Everything connects. The iron in our blood and the calcium in our bones and the neurons in our brain were formed from stars that burst billions of years ago — and turned into us.
I watched a documentary. It showed a dying star in its last gasp of light. It looked like an eye, an iris, a nipple, an apple, a womb, a tomb, a portal in space.
Once I nursed my daughter. Before that I sheltered her in my womb. Some might say we traveled intergalactic distances to briefly share the same heart. My heart was her heart then. It pumped our blood.
Here are some things I am sorry about. I was hit by a truck. The damage messed up my brain. Brain-damaged former ghosts can’t talk or walk or read or write. We don’t know what will happen in the event of anything, don’t know the secret to anything, can’t explain, describe, debate, opine, design anything. I am sorry about that.
I’m a former freelance ghost. This brings me to a rousing rendition of "one of these things is not like the other" from Sesame Street, although I don't know why.

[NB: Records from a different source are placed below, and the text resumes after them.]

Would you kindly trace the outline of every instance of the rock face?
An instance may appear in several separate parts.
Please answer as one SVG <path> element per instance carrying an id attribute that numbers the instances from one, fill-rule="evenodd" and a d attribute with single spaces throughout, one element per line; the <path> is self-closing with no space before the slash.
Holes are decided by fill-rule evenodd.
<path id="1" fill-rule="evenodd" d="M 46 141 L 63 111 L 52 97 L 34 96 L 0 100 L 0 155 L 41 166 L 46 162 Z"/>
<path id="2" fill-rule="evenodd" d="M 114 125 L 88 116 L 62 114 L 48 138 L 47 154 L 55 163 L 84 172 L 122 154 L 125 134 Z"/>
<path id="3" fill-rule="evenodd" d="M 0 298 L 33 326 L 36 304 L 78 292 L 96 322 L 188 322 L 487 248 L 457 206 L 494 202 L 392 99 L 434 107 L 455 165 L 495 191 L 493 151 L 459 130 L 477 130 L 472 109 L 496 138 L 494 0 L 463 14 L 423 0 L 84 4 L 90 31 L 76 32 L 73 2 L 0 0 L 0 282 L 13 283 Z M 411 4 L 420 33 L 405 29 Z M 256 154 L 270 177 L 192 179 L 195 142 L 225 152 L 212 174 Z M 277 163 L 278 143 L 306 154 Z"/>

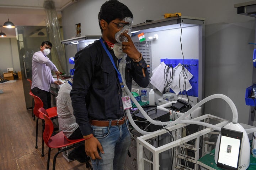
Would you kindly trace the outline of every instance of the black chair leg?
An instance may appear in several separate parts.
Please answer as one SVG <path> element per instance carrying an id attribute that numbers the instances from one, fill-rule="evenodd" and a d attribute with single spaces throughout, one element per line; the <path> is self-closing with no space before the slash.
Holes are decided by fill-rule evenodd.
<path id="1" fill-rule="evenodd" d="M 48 149 L 48 158 L 47 158 L 47 165 L 46 168 L 47 170 L 49 170 L 49 165 L 50 165 L 50 157 L 51 148 L 49 148 Z"/>
<path id="2" fill-rule="evenodd" d="M 43 124 L 43 131 L 42 132 L 42 153 L 41 156 L 43 157 L 44 156 L 44 142 L 43 140 L 43 132 L 44 131 L 44 120 L 42 120 L 42 124 Z"/>
<path id="3" fill-rule="evenodd" d="M 36 129 L 36 149 L 37 149 L 37 135 L 38 135 L 38 118 L 37 119 Z"/>
<path id="4" fill-rule="evenodd" d="M 34 117 L 34 98 L 32 98 L 32 117 Z"/>

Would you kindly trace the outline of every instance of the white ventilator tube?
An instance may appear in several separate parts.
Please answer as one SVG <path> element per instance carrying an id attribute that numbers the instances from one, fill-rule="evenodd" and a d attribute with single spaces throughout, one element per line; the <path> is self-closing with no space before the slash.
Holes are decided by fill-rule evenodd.
<path id="1" fill-rule="evenodd" d="M 124 78 L 124 75 L 125 74 L 125 67 L 126 64 L 126 54 L 124 53 L 122 59 L 120 61 L 119 64 L 119 69 L 120 71 L 120 73 L 121 74 L 122 79 L 123 80 L 123 83 L 125 87 L 126 86 L 126 85 L 125 82 L 125 79 Z M 139 103 L 137 101 L 134 97 L 133 96 L 131 92 L 129 90 L 128 88 L 125 88 L 125 90 L 127 94 L 130 96 L 130 98 L 134 102 L 136 106 L 138 107 L 138 109 L 140 111 L 141 113 L 145 117 L 145 118 L 148 120 L 149 121 L 150 123 L 156 125 L 162 126 L 163 125 L 167 125 L 167 126 L 169 126 L 174 125 L 175 124 L 177 123 L 184 123 L 184 124 L 198 124 L 199 125 L 203 125 L 206 126 L 208 127 L 209 128 L 212 128 L 214 129 L 216 129 L 217 130 L 220 131 L 220 128 L 218 126 L 213 125 L 212 124 L 208 124 L 207 123 L 202 122 L 200 121 L 192 121 L 192 120 L 183 120 L 189 114 L 192 113 L 197 108 L 201 106 L 202 104 L 204 104 L 206 102 L 216 98 L 220 98 L 223 99 L 224 100 L 226 101 L 230 106 L 232 113 L 233 114 L 233 123 L 234 124 L 237 123 L 238 119 L 238 113 L 236 108 L 235 107 L 234 104 L 231 100 L 228 97 L 225 96 L 224 95 L 221 94 L 216 94 L 210 96 L 202 100 L 201 101 L 198 102 L 197 104 L 196 104 L 193 107 L 190 109 L 187 112 L 184 113 L 184 114 L 181 116 L 180 117 L 176 119 L 176 120 L 171 121 L 166 121 L 164 122 L 161 122 L 160 121 L 156 121 L 152 119 L 148 114 L 146 113 L 145 110 L 143 109 L 141 106 L 139 104 Z M 145 135 L 150 133 L 152 132 L 147 132 L 144 131 L 140 128 L 139 128 L 136 125 L 135 123 L 133 121 L 132 119 L 132 116 L 130 112 L 130 110 L 129 109 L 126 110 L 127 116 L 129 118 L 129 120 L 135 129 L 139 133 Z"/>

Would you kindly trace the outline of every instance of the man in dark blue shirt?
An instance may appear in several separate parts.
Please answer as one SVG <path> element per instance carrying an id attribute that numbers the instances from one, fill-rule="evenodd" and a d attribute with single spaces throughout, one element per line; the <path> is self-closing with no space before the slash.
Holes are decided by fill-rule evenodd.
<path id="1" fill-rule="evenodd" d="M 130 27 L 131 23 L 127 21 L 133 17 L 123 4 L 116 0 L 106 2 L 98 16 L 101 38 L 75 56 L 70 95 L 74 114 L 94 169 L 123 169 L 130 145 L 122 103 L 123 89 L 116 69 L 118 56 L 113 49 L 118 44 L 115 35 L 126 26 Z M 130 19 L 125 19 L 127 18 Z M 127 55 L 125 76 L 127 86 L 124 88 L 130 90 L 132 79 L 146 87 L 149 81 L 147 64 L 129 36 L 121 34 L 127 40 L 119 44 Z"/>

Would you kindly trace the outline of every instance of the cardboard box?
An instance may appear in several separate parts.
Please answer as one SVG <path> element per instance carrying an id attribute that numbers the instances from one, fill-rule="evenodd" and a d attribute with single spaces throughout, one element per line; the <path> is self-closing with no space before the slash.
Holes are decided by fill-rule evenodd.
<path id="1" fill-rule="evenodd" d="M 9 80 L 14 80 L 13 74 L 12 73 L 4 73 L 4 79 Z"/>
<path id="2" fill-rule="evenodd" d="M 21 72 L 19 71 L 17 72 L 18 73 L 18 78 L 19 80 L 22 79 L 22 75 L 21 74 Z"/>

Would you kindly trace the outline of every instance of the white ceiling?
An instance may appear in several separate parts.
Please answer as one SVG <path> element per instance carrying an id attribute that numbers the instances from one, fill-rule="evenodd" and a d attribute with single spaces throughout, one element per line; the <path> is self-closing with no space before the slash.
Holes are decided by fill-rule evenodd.
<path id="1" fill-rule="evenodd" d="M 47 0 L 54 2 L 58 18 L 61 11 L 79 0 Z M 0 26 L 8 18 L 16 26 L 45 26 L 46 14 L 43 8 L 45 0 L 0 0 Z M 0 27 L 7 36 L 16 37 L 15 28 Z M 1 31 L 1 30 L 0 30 Z"/>

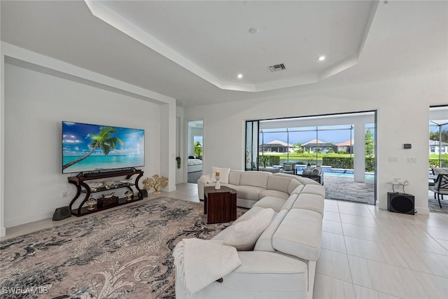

I am sorry about heartbreaks, setbacks, layoffs, blowups, breakups, breakdowns, shakedowns, shutdowns, lies, excuses, accidents, and other events that qualify as Bad Things. I'm sorry that Timothée Chalamet murdered someone in a movie. I’m sorry I forgot the name of the movie.
I am sorry that certain billionaires/gazillionaires seem to hate social security. Maybe it's because it provides credibility that government can work for people and society.
That would provide credibility for other government programs those same gazillionaires hate even more, like regulating their pollution and breaking up their monopolies.
Billionaires/gazillionaires know that for Social Security to survive, they will have to pay the same percentage of their income into it as people who work at McDonalds.
Billionaires/gazillionaires also hate Sesame Street, PBS, NPR, CNN, NBC, MSNBC, CBS and they’re suing some of them. Make that a lot of them.
Some say the main elements of storytelling are 5 questions and the letter W. Who, what, where, when, and why. If you are brain injured, the answers are you don’t know who, you don’t know what, you don’t know where or when or why.
Or you know but can’t find words. Unless you get better. Then sometimes you can. This post is about rebuilding. Every post I write is about rebuilding.
Every post I write is about rebuilding.
I love this. Thank you
J, your clear, lucid prose is a gift and an inspiration to us all. It reminds me of Al Hirt, who re-learned how to play the trumpet after he was hit in his mouth by a thrown brick. He regained his playing skills, just as you have triumphed over cruel adversity and established yourself as a gifted writer.